Once the streetcar line looped around Council Crest in 1906, it became a far less remote destination and almost immediately plans began to be formulated as to how the site could be commercially exploited. Some called for it to become a city park, while others wanted to build a grand summer hotel at the summit.
In March 1907, promoter Arthur Duchamp took down the observatory tower that he had operated on Portland Heights during the Lewis & Clark Exposition and rebuilt it on Council Crest, along with a photography studio and cafe. By July 1907, a dance pavilion had also been constructed. Mr. Duchamp took out a 20-year lease on the site in January 1908 with the aim of improving it further and providing additional attractions – by May 1909, this had become a fully-fledged amusement park with observatory, carousel, scenic railway (an early roller coaster) and flume ride among other attractions.
Disaster struck immediately, however: a car on the scenic railway overturned on the first day of operation, injuring eight passengers. The Portland Railway, Light & Power Company felt the need to clarify that the incident had not occurred on the Council Crest streetcar line, often referred to in publicity as the “scenic line,” as opposed to the amusement park’s “scenic railway.”

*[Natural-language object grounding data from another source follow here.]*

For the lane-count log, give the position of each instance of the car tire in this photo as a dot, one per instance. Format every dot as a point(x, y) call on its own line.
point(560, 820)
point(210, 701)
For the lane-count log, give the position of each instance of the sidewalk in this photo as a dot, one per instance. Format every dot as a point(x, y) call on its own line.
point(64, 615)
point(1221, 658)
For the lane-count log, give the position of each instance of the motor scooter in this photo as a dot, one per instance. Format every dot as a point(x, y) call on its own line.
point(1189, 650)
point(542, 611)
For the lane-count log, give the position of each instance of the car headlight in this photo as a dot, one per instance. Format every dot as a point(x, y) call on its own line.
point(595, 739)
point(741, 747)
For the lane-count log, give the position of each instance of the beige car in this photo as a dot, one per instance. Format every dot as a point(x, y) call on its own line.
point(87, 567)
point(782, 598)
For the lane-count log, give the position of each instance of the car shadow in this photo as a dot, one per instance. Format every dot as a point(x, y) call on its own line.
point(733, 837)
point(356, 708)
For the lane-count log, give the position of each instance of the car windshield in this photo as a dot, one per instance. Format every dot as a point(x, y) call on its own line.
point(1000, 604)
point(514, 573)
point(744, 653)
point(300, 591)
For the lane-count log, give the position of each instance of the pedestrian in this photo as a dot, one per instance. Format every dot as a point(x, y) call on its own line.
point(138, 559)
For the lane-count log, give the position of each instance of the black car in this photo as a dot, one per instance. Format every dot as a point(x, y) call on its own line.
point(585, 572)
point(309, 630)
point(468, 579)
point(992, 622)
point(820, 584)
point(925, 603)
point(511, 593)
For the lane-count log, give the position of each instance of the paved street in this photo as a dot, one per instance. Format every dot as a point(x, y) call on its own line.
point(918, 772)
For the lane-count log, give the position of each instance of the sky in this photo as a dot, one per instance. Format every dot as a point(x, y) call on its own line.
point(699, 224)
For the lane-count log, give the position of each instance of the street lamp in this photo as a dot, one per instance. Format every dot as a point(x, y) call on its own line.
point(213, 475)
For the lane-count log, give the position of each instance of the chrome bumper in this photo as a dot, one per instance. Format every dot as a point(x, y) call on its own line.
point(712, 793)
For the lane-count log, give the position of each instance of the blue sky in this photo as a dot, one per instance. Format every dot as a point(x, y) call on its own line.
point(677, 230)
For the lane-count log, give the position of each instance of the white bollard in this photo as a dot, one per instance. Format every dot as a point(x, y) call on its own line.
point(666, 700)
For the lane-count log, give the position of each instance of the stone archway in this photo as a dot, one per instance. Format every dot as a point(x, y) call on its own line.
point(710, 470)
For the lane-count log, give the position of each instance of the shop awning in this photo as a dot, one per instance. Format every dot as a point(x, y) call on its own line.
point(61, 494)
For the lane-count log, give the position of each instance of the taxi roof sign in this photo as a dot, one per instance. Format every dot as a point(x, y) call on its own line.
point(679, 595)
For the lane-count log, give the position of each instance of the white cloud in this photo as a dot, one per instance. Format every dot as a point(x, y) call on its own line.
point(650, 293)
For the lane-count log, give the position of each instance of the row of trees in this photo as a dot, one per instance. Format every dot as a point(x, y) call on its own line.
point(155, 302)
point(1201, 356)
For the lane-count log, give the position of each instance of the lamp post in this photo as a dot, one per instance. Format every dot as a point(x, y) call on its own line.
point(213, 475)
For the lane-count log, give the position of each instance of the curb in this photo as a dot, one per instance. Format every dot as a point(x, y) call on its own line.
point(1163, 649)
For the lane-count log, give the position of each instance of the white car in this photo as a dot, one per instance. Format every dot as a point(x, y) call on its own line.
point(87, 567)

Mr. Duchamp had an antagonistic relationship with the City Council, battling with them over undesirables causing trouble in and around the park, license fees to be paid to the city, and whether or not the park should be permitted to have a dance pavilion (as dancing was often seen as “immoral”). His license was revoked and then restored more than once, and the city also threatened to just take over the site as a city park.
Despite these underlying troubles, the park was popular, with more than 40,000 visitors a week in the summer of 1912. Mr. Duchamp renewed and added to the attractions at the park over the years – there was briefly even an ice skating rink in 1911, though this seems to have quickly become a roller skating rink as that craze swept the nation.